Top positive review
17 people found this helpful
Certainly not their greatest, but unfairly criticised
on 20 November 2002
Leave it to my favourite band to cause a stir amongst their fans and create an album that, whilst in many ways is vintage In Flames, is also in many ways something quite different. It's evident from the beginning that this album has some surprises in store. Instead of opening with a killer guitar riff, like every In Flames album has previously, we are instead presented with a keyboard introduction, somewhat similar to Soilwork's latest album, Natural Born Chaos. In Flames? Keyboards? Interesting. I'm certainly not one to scoff at the use of keyboards when done well; just like any other instrument, although I'm sure this already has some In Flames fans balking. Indeed, the keyboards are reserved for the introduction alone here, and give way to the guitars pretty quickly. However, this is not the last you will be hearing of the keyboards on this album. Songs like the infectious, synth-pop influenced "Cloud Connected" use them quite heavily.

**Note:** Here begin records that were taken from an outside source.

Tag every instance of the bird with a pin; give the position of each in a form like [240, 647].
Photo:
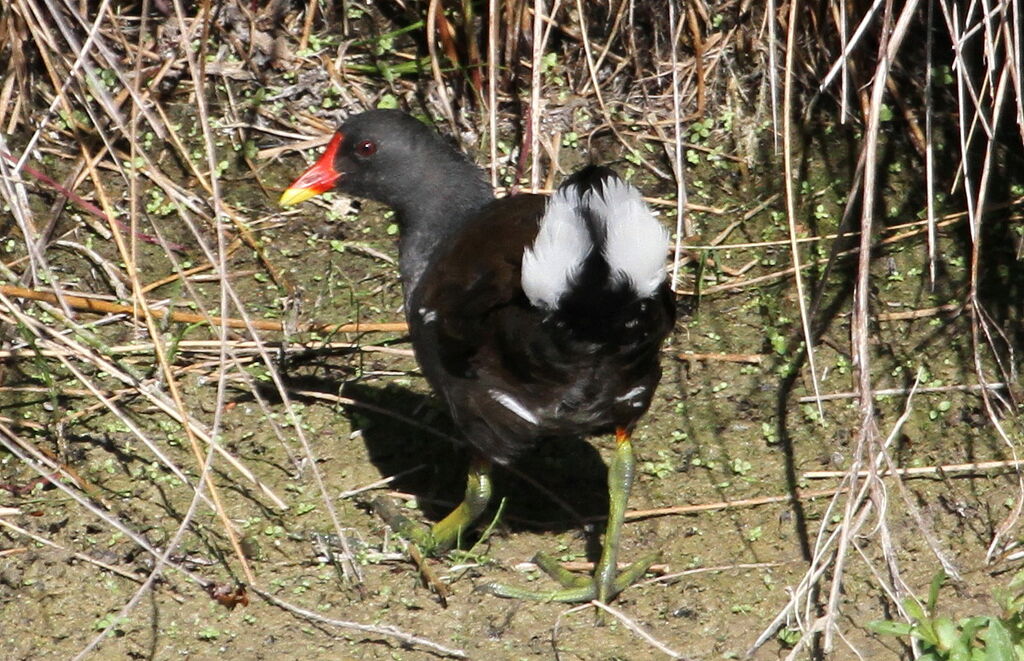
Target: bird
[532, 317]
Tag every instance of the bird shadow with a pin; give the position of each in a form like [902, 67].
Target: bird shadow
[559, 485]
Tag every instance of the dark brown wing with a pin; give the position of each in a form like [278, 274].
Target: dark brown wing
[513, 373]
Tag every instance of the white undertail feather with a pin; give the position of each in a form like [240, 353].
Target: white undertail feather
[635, 247]
[559, 250]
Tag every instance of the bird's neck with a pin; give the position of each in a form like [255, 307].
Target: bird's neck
[429, 223]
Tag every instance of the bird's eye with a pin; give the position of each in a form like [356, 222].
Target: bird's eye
[366, 148]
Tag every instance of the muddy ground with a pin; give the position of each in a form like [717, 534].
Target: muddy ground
[730, 430]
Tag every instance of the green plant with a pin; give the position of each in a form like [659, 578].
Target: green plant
[980, 637]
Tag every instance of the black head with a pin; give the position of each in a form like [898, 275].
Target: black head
[392, 158]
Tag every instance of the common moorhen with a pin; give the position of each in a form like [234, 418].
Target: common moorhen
[534, 318]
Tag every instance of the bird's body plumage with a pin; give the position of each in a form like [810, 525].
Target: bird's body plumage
[534, 318]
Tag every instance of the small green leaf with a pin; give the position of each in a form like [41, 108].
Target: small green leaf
[913, 609]
[998, 646]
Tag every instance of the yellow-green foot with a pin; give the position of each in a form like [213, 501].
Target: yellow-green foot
[449, 531]
[607, 581]
[602, 586]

So what is the next big change? The vocals. Yes, Ander's high-pitched rasp is still ever present, perhaps showing some improvement over his Clayman performance, however he has now bitten the bullet and decided to try some full on cleanly sung vocals. Do they work? Yes, and no. On some songs they fit perfectly, adding a new dimension to In Flames not heard on previous releases. However I think I would be quite justified in saying that his vocals are far from perfect, and that at times, he doesn't sound entirely confident. It will also be interesting to see how they are pulled off live, as I have to admit, Ander's vocals are generally what I consider to be the weakest link in In Flames' live performance. Having heard a live bootleg of the second track "System", it would appear that Anders eschews the clean vocals in favour of growling his way through, which does leave you wondering, if you cannot perform the clean vocals live, why introduce them into your music at all? On record, "System" comes across as a modern In Flames classic...a fast chugging riff ala "Pinball Map", with a "new style" In Flames chorus. The vocal melody adds a whole new dimension to the track and the live version loses this. If this is how they are going to approach all of the new material, then their efforts may well have been lost.

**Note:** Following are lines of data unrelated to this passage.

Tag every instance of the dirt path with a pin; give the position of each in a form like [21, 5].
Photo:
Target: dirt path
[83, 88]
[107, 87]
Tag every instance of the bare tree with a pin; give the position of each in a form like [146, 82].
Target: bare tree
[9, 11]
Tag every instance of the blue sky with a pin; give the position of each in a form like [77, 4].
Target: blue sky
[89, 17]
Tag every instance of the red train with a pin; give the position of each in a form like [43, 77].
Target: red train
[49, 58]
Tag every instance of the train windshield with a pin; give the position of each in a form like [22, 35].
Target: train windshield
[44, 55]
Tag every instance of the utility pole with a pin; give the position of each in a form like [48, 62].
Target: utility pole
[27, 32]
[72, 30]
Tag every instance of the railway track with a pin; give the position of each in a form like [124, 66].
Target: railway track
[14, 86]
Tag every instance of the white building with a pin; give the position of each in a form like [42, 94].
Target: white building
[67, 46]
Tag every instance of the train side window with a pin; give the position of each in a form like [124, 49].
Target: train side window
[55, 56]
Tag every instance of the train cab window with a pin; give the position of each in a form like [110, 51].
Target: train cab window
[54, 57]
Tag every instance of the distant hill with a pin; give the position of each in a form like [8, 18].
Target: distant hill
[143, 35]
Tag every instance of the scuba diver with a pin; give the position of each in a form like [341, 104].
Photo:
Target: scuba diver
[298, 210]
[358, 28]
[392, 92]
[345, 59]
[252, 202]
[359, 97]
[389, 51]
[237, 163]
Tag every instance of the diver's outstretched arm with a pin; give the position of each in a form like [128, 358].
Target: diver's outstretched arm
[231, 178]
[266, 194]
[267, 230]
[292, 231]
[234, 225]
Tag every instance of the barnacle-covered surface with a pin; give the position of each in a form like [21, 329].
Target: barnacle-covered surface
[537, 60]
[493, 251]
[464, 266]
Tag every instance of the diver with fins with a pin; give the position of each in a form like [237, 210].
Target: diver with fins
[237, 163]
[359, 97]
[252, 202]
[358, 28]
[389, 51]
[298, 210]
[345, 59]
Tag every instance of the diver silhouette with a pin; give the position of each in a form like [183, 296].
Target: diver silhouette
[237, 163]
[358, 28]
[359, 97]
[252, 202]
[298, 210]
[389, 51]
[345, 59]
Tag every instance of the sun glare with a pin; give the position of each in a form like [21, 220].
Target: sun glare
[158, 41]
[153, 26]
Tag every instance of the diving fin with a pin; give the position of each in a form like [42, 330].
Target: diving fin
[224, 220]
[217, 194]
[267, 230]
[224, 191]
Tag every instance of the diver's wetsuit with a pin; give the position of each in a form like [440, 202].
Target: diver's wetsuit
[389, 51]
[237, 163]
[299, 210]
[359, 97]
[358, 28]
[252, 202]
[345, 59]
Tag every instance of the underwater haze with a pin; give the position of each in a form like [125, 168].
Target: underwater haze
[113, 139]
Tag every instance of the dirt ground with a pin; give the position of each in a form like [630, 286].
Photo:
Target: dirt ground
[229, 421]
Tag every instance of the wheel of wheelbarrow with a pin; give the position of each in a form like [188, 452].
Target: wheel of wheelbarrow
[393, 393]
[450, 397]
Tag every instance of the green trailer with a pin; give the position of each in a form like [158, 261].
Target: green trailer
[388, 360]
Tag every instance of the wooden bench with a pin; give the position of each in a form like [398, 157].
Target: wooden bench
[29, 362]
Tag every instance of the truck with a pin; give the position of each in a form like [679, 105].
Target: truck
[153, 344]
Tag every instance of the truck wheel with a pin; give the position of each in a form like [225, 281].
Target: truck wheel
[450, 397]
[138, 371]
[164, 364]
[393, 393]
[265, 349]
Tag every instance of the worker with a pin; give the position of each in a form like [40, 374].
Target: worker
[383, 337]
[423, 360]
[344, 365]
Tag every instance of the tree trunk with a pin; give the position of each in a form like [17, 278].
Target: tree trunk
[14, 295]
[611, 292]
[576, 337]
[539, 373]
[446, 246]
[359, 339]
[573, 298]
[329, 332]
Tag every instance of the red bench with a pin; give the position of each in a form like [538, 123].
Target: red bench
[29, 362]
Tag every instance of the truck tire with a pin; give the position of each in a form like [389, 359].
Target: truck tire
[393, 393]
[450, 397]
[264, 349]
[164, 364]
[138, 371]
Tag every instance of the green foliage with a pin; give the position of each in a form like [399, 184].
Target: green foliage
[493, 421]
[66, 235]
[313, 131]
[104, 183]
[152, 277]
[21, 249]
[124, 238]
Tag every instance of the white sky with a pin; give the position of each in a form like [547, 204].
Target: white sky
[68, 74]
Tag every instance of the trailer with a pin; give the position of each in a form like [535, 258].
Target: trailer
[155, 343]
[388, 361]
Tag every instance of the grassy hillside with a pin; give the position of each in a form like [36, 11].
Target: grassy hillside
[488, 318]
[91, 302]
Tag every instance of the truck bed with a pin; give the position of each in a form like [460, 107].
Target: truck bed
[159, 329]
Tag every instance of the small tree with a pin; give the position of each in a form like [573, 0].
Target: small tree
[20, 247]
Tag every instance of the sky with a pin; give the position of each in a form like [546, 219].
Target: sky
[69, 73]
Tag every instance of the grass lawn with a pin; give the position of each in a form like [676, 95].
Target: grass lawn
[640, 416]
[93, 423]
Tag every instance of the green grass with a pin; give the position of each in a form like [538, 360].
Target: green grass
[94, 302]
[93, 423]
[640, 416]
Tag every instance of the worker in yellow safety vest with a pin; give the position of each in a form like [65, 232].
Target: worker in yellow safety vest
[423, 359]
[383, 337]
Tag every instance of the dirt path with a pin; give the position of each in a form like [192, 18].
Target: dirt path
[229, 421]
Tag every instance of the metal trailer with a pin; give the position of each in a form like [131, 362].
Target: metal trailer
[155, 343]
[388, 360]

I guess this review has been pretty negative so far. More negative than I was expecting this review to start off, so let's move on to the positive side of things. One of the major criticism's I have seen regarding this new album is that the album "isn't In Flames" and that there is no "In Flames of old" on this album. Comments like this really do make me wonder about the ability of some people to sit and listen to music properly, without having their views distorted by personal opinion. Tracks like "Dark Signs" and "Trigger" wouldn't sound out of place on Colony. Remove the vocals from "Dawn of a New Day" and you are left with an acoustic riff that would fit on to The Jester Race with ease. On top of that, there are Clayman-esque melodic-riffs scattered all over the place, in almost every song on the album. Could I listen to this without knowing what it was, and pick it out as an In Flames album? Most definately.

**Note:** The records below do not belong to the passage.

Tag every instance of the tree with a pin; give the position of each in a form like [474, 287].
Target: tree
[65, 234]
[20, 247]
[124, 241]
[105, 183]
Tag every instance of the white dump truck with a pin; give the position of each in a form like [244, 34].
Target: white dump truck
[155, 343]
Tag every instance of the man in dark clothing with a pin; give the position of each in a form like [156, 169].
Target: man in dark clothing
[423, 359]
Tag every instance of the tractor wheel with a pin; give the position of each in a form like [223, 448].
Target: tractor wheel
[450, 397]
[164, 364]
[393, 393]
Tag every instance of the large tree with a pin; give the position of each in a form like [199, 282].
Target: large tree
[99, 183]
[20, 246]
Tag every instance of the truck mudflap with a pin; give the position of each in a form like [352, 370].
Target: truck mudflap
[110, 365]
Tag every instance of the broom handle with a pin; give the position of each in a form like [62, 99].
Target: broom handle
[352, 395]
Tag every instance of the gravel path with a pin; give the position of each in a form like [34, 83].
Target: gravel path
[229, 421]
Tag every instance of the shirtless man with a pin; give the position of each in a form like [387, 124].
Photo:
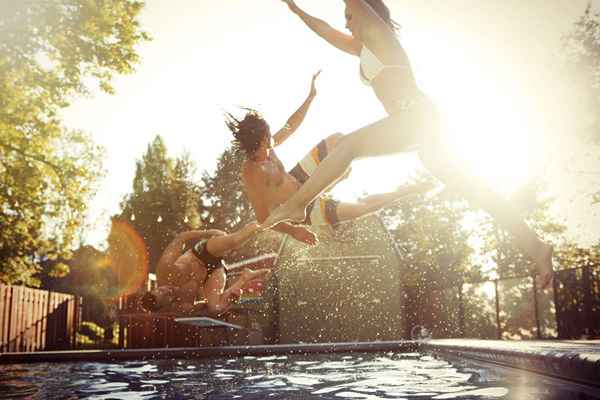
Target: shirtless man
[184, 269]
[268, 184]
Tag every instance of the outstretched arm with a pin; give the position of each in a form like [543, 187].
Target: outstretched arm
[219, 245]
[294, 122]
[173, 250]
[252, 185]
[342, 41]
[220, 300]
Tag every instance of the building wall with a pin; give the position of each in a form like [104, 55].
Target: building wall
[347, 288]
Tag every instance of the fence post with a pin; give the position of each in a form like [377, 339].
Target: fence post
[461, 312]
[498, 327]
[536, 311]
[557, 307]
[587, 297]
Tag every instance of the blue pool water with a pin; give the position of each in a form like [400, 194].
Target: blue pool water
[315, 376]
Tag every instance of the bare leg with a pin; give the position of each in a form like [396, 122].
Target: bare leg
[391, 135]
[347, 211]
[479, 194]
[220, 300]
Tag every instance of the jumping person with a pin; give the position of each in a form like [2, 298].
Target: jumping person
[183, 270]
[413, 124]
[268, 184]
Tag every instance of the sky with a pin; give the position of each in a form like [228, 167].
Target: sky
[484, 63]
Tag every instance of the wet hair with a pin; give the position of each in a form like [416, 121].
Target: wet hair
[384, 13]
[248, 132]
[149, 302]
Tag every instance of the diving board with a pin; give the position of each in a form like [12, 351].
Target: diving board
[206, 322]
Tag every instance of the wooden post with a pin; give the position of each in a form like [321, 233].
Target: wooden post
[498, 327]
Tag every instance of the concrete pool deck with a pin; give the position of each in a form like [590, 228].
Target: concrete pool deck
[573, 360]
[577, 361]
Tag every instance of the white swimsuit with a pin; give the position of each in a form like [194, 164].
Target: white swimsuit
[371, 66]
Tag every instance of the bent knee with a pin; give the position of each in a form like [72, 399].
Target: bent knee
[333, 140]
[214, 309]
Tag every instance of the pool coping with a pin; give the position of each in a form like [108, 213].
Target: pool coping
[576, 361]
[204, 352]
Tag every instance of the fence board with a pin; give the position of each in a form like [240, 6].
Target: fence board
[33, 319]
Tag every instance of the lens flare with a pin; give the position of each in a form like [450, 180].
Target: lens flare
[128, 257]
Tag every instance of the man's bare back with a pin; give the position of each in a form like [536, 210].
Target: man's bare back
[276, 184]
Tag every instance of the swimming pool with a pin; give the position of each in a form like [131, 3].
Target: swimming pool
[377, 375]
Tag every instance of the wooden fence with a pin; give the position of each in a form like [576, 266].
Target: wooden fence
[36, 320]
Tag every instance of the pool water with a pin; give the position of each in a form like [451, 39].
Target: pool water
[315, 376]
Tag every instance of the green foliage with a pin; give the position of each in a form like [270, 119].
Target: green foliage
[223, 197]
[48, 49]
[432, 240]
[582, 50]
[164, 200]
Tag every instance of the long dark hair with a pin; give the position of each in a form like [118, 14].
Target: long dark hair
[384, 13]
[248, 132]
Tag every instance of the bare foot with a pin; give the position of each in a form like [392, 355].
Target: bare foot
[283, 213]
[545, 272]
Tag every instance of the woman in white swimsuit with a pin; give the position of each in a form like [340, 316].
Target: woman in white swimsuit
[413, 124]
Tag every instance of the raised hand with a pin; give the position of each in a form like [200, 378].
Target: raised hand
[306, 236]
[290, 3]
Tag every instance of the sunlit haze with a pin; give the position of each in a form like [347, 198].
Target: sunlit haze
[485, 64]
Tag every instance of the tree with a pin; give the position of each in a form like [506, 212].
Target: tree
[517, 315]
[581, 47]
[223, 196]
[48, 51]
[164, 201]
[433, 243]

In Flames have made a bold move by releasing an album they so clearly wanted to release, and for that I have even more respect. They have merged a variety of influences to create their "experimental" album. Is that a nu-metal riff, one that would not sound out of place on a Slipknot album, that I hear at the beginning of "Transparent"? Why yes, yes it is. The cynics are already crying sell-out. Well "Dismiss The Cynics" (I think I would have failed as a reviewer if I didn't manage to slip that one in somewhere, heh) and try and be a bit more positive eh? I say, how refreshing to hear a nu-metal riff used in such a great way. And what about one of the standout tracks, "Metaphor". Why it's not even a metal song I hear you cry! Maybe not, but ain't it great? "Egonomic" is another deceptively different track...starting off like a typical thrashy melodi-death song, then all of a sudden you are thrown into one of the quirkiest, yet greatest choruses the band have written since "Coerced Coexistence". Another sure standout.
Now, let me be completely impartial here. This In Flames album will NOT be for every In Flames fan. Some of you will LOVE this. Some of you WILL HATE THIS, and I see no point in denying this. But if you have not heard it already, go out and buy it when it's released. If you like it, then it's money well spent. If you do not like it, then fair play. Is this album an experiment or the start of a new direction? If it's the former, then you have no reason to worry. Cut the band some slack and let them do their thing. Surely as a fan you owe them that right? If it's the latter, then as much as it may pain you to do so, move on. You will always have your Whoracle and The Jester Race CDs right? Just do one thing...with full knowledge that this album is that little bit different, approach this with your mind fully set to open, and try and appreciate this for what it is...a melodic, yet very daring metal album. In Flames is a band who are in the business of writing catchy, melodic heavy metal. I for one have found myself on more than several occasions humming along to a fair few of the tracks on here...when the music isn't playing! Job well done then. And on that note, I'm off to give this another spin, because it rocks!